As it stands now, those two Curry’s have a combined 27,306 points. Father Dell, who averaged 11.7 points per game over his 16 year career, is responsible for 12,670 of those points. His son Steph learned the family’s sweet shooting stroke and is currently terrorizing the NBA for 33.7 points a game. For his career, he’s averaged 23.2 points per game over 10 seasons, for a total of 14,636 points scored.

They also teamed up for the most precious commercials in NBA history.

Their familial scoring prowess only trails the record of Joe “Jellybean” Bryant, and his son, the “Black Mamba”, Kobe. They combined for 38,895 points. The Warriors are forever tied to the legacies of both families, as the franchise drafted Joe Bryant in the first round back in 1975, 34 years before drafting Steph.

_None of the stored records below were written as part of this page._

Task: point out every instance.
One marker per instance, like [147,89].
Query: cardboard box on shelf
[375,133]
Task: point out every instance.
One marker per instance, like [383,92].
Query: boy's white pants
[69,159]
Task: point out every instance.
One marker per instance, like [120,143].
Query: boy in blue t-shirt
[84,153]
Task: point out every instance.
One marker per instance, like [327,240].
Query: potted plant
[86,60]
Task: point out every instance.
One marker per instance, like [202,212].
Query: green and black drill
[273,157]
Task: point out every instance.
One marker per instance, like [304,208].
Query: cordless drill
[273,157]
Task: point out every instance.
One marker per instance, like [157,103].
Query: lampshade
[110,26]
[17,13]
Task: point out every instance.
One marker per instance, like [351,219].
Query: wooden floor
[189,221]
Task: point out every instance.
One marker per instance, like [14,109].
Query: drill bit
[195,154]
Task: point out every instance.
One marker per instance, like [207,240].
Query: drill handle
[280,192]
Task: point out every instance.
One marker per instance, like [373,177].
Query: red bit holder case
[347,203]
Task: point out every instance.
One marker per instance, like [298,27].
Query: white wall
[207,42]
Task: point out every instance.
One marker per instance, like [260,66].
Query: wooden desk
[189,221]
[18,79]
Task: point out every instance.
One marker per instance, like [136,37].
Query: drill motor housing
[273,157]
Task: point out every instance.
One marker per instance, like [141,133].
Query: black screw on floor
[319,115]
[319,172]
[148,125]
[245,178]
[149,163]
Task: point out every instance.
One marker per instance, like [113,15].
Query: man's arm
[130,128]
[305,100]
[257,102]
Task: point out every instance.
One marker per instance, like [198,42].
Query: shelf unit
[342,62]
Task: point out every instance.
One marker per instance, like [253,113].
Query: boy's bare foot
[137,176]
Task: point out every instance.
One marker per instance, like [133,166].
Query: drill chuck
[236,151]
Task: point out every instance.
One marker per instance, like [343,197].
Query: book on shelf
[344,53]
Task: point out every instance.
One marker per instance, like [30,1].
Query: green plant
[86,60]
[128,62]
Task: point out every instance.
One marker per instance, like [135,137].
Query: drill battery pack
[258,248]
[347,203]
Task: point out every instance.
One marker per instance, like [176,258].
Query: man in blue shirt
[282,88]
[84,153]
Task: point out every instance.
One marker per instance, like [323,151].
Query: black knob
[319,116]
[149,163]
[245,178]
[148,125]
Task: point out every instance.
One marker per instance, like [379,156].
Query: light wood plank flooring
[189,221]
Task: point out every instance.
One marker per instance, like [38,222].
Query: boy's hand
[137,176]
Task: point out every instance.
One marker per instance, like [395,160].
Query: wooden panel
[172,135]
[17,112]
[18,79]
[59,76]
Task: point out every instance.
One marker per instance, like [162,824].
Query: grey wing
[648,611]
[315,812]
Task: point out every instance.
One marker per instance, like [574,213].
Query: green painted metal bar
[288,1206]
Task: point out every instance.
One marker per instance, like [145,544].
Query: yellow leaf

Joe averaged 8.7 PPG over his 8 year career, and finished with 5252 points total. He’s probably best known for posterizing Kareem Abdul-Jabbar. His son, last seen haunting “King” LeBron James at a Lakers game, scored 33,643, the third most points in NBA history (one spot higher than Michael Jordan). Kobe averaged 25 PPG over 20 seasons, never finding a shot he didn’t like.

As I started crunching these numbers, it dawned on me that Kobe’s career spanned the intersection of both Curry’s. I dug deep through the YouTube archives to see if I could find clips of Dell vs Kobe’s Lakers. This one is from their first ever meeting on November 6th, 1996, showcasing Dell intercepting a Shaquille O’Neal pass, pushing it the other way, and draining a contested three-pointer at the top of the key.

Even through this grainy, VHS footage I can easily see where Steph gets his defensive instincts and dagger shots from.

Curiously enough, Kobe was temporarily a teammate of Dell’s, as the Hornets drafted Kobe in 1996 before trading him to the Lakers. Dave Cowens (the then Hornets head coach who would later coach the Warriors briefly) was the guy who oversaw that trade. He didn’t want Kobe in part because the team already had Dell.

Per Adam Himmselsback of the Boston Globe, Cowens didn’t see a place for Kobe on the roster:

The Hornets were coming off a 41-41 season and felt they were close to contending for an Eastern Conference title. And they had traded center Alonzo Mourning to the Heat in November 1995, so acquiring a proven player like Divac made sense.

“If we were going to make a move, we wanted to get a big,” Cowens said. “LA was willing to give up Vlade, and it wasn’t like we were trading Kobe for another guy who was going to play the 2 or the 3 position.

“We had Glen Rice, Dell Curry, and Muggsy Bogues, some guys who could play a little bit from the backcourt, and we were looking to try to win right away. We needed to get a big.

“We knew [Bryant] was good and all, but we didn’t know he was going to be the player he turned out to be.”

Wow, that is hella funny.

Kobe eventually faced both Curry’s in their primes, which is a testament to how long his career stretched. For you hoop nerds, here are the “Kobe vs Dell” and the “Kobe vs Steph” head-to-head game logs.

The Bryant father son-duo may have the record now, but it’s only a matter of time before the 30-year old Curry carries the baton from his father to the top of that list.

“It’s pretty special,” Curry said. “I know what my dad in his career, for 16 years, so this is him passing the torch to me.

“And I’m going to try to talk to the rules committee to see if we can get Seth Curry’s numbers in there, too.”

“That’s the power of strength in numbers right there,” Steph said. “Let’s see if we can catch Kobe and his dad.”

—Steph Curry, per USA Today

It’d be pretty sweet if the NBA would add up the younger Curry brother Seth’s stats. The Portland Trailblazers guard does have 1,228 points over his six year career. But even if you combined all three Curry’s points, they would still be short by 10,361 points from Kobe and Jellybean’s record. For House Curry to catch House Bryant, there will have to be a lot more nets scorched and ankles broken.

Something tells me that Steph is up to that task.